Tancredo Lobo
Uma diversificada tribo se movimenta no entrecruzamento de fronteiras estaduais do Ceará, Pernambuco e Piauí, na Chapada do Araripe, no Posto da Serra (antigo Posto do Exu), Brasil. É o IX Encontro de Saberes da Caatinga, Raizeiros (as), Benzedeiros (as), Mestras (es) da Cultura e Parteiros (as). Uma realização coletiva de Ongs, órgãos governamentais e religiosos. Do além-fronteiras, vem gente de Fortaleza, Recife, Brasília, do Centro-oeste, do Sudeste e Sul, e do exterior. É um colorido de gestos, cores, sotaques, faixas etárias, barracas, tendas e atividades reflexivas, curativas, exposição de produtos artesanais e cultivados na terra. São 80 “oficinas” de práticas integrativas em saúde e experimentação agroflorestal e saberes tradicionais. É uma profusão de abraços, encontros e reencontros na troca de saberes.
A história desse Encontro remonta à década de 1980. Segundo Antonio Alencar Sampaio (um dos coordenadores), iniciou-se com a ideia do médico e raizeiro, chamado “doutor” Cerelino, na Casa da Criança, Olinda, Pernambuco. Se espalhou por outras plagas até chegar na Chapada do Araripe.
No Encontro deste ano de 2025, uma preocupação ocupa um largo espaço: a invasão da Chapada do Araripe pelo agronegócio e a monocultura de soja e milho.
Por isso, foi lançado o “Manifesto pela vida da Chapada do Araripe”, como um “grito de desespero em nome e em defesa vida”. O Manifesto anuncia que se trata de bioma de características únicas, também chamado Caatinga, pois uma transição entre o Carrasco, o Cerrado e resquícios da Floresta Úmida, especialmente no sopé, onde se encontravam centenas de fontes naturais de água, ou “as últimas águas”. Onde habitam espécies endêmicas de fauna e flora, como: Jacu-cacá (Penelope Jacucaca), Soldadinho-do-Araripe (Antilophia Bokermanni).
Segundo levantamento do II Seminário de Pesquisa APA Araripe, URCA (2017), a flora do bioma Araripe abriga aproximadamente 516 espécie, dentre elas: pau-pereiro, umbuzeiro, catingueira, juazeiro, pequi, copaíba etc. Espécies que englobam grandes árvores a uma variedade de fungos. Uma fauna de aproximadamente 483 espécies catalogadas, sendo 298 aves, 90 mamíferos, 71 répteis, 24 anfíbios etc.

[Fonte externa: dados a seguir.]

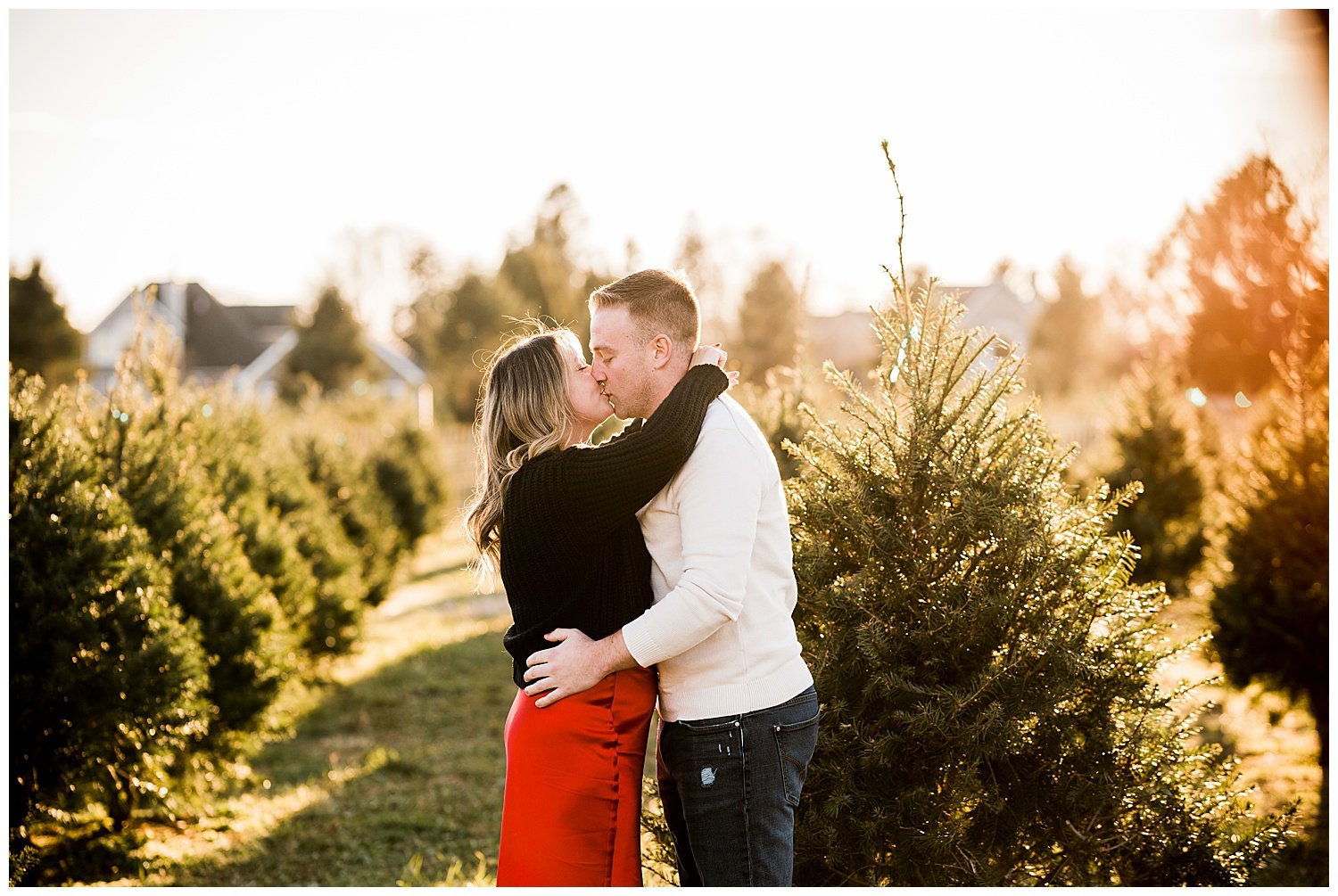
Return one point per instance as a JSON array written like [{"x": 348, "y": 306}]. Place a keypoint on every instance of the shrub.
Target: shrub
[
  {"x": 1270, "y": 604},
  {"x": 106, "y": 678},
  {"x": 1156, "y": 447},
  {"x": 152, "y": 436},
  {"x": 992, "y": 709}
]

A FLONA é a primeira floresta nacional criada no Brasil, em 1946, estende-se num altiplano fronteiriço entre Ceará, Pernambuco e Piauí, com 38 mil hectares. Foi estendida, por decreto de 04 de agosto de 1997, pela criação da APA Chapada do Araripe, como unidade de conservação federal, gerida pelo Instituto Chico Mendes de Conservação da Biodiversidade – ICMBio, possui pouco mais de um milhão de hectares e inclui território de 33 municípios.
Além de fauna e flora de riqueza inestimável, possui ainda variados sítios arqueológicos e paleontológicos, ainda carentes de conhecimento e preservação devidos.
Junto ao anúncio dessa magnífica riqueza, desconhecida e vilipendiada, o Encontro de Saberes apresenta uma grave Denuncia: a ocupação desenfreada da Chapada pela monocultura, trazendo desmatamento, agrotóxico e extinção. É sabido que o solo da Chapada do Araripe é inadequado para a agricultura extensiva ou para a pecuária em larga escala. Por isso, os agricultores e as comunidades tradicionais e extrativistas denunciam que, para que aportem grandes investimentos em monocultura, há que se utilizar de incalculáveis quantidades de fertilizantes químicos, agrotóxicos e defensivos agrícola. Os efeitos nefastos dessa ocupação predatória já estão sendo sentidos, na contaminação do solo e da água.
Por isso, o referido Manifesto exige que se cuidem dos recursos naturais e das populações que habitam e dependem da Chapada do Araripe. Que se definam políticas públicas responsáveis de ocupação do território; que se faça justiça climática ante as populações vulneráveis da região; que se promova educação ambiental para que a sociedade passe a conhecer e preservar as riquezas da Chapada do Araripe no presente e para o futuro.
O anúncio que parte de um ponto equidistante entre as capitais dos estados nordestinos – a Chapada do Araripe – é de que a luta pela preservação da Vida vai ser uma batalha longa e desigual, mas ética e política, porque ancorada na esperança que emana do encontro humano e o amor por toda espécie de vida.